Even if the AI supercycle slows, Nvidia is still positioned to capture the future digestion phase. The risk of structural decline is lower for Nvidia than for the hyperscalers, and if cloud players end up building capacity to extreme levels, Nvidia benefits twice, from the initial build-out and from the refresh cycle, since GPUs naturally become obsolete much faster than fiber. Back in the dot-com era, fiber optics lasted ~20 years. GPUs today last five to six years, as some sources claim. In other words, as soon as GPUs age, Nvidia gets to sell everything all over again.

Nvidia Is Built to Outlast Any AI Bubble

It’s entirely plausible that, amid the AI boom, players are taking excessive risks, piling on too much debt, or relying on overly aggressive projections—whether from OpenAI, Oracle, or other big names. But the key insight is simple: the boom is financed by others, while the upside is captured by Nvidia.

Nvidia doesn’t need to fully believe in OpenAI’s business plan, nor does it need to bet on Oracle’s (ORCL) massive RPO, or buy into the latest hyperscaler ambition cycle. If everything works, Nvidia wins. If things fail, Nvidia has already won. In practically every scenario—whether the winner ends up being Trinity/Anthropic, OpenAI, Meta, or anyone else—Nvidia still comes out on top. And that’s exactly what makes Nvidia the most asymmetric way to play AI without needing to guess who the eventual champion will be.
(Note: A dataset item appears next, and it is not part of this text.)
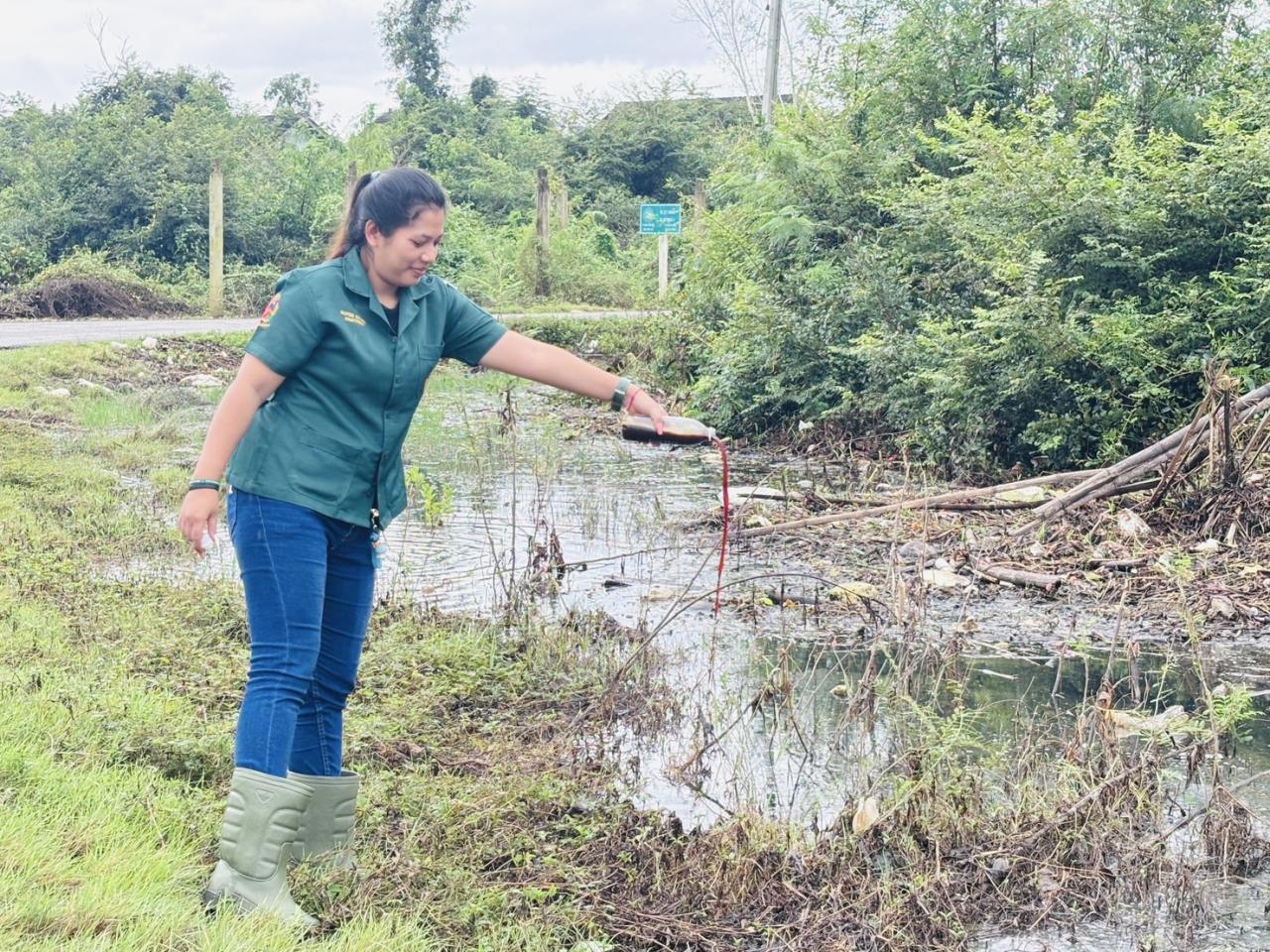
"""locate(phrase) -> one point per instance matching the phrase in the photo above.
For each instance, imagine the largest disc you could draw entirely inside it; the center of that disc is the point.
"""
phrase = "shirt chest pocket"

Is NVDA a Buy, Hold, or Sell?

Optimism on the Street toward NVDA is practically unanimous. Over the past three months, 39 out of 41 analyst ratings have been Buys, with just one Hold and one Sell. The average price target sits at $257.72, which implies a potential upside of about 43% from the latest price.

See more NVDA analyst ratings

The Case for Staying Long Nvidia

Linking Nvidia to a bubble similar to the dot-com era may sound intuitive at first glance, but a closer look at the microdynamics shows that the comparison falls apart. Beyond delivering earnings and cash flow growth that not only keep up with its valuation but also exceed it, Nvidia carries far less structural risk than the companies building the AI infrastructure. The real risk sits with those taking on massive CapEx and aggressive assumptions—not with the company providing the “compute” that powers everything.

Unlike in 2000, when the market was pricing in a distant dream with no operational backbone, Nvidia’s growth today is anchored in real demand, strong margins, and a software moat that remains practically untouchable. And even if certain parts of the AI ecosystem end up forming a bubble—whether through excessive spending or overly optimistic forecasts—Nvidia is not at the center of that risk. It’s the one selling the shovels, not the one digging the hole. Historically, companies in that position tend to navigate cycles with far more resilience.

All of this reinforces a simple point: Nvidia remains a long-term compounder whose fundamentals overpower any short-term noise, making a Buy stance not just reasonable, but rational.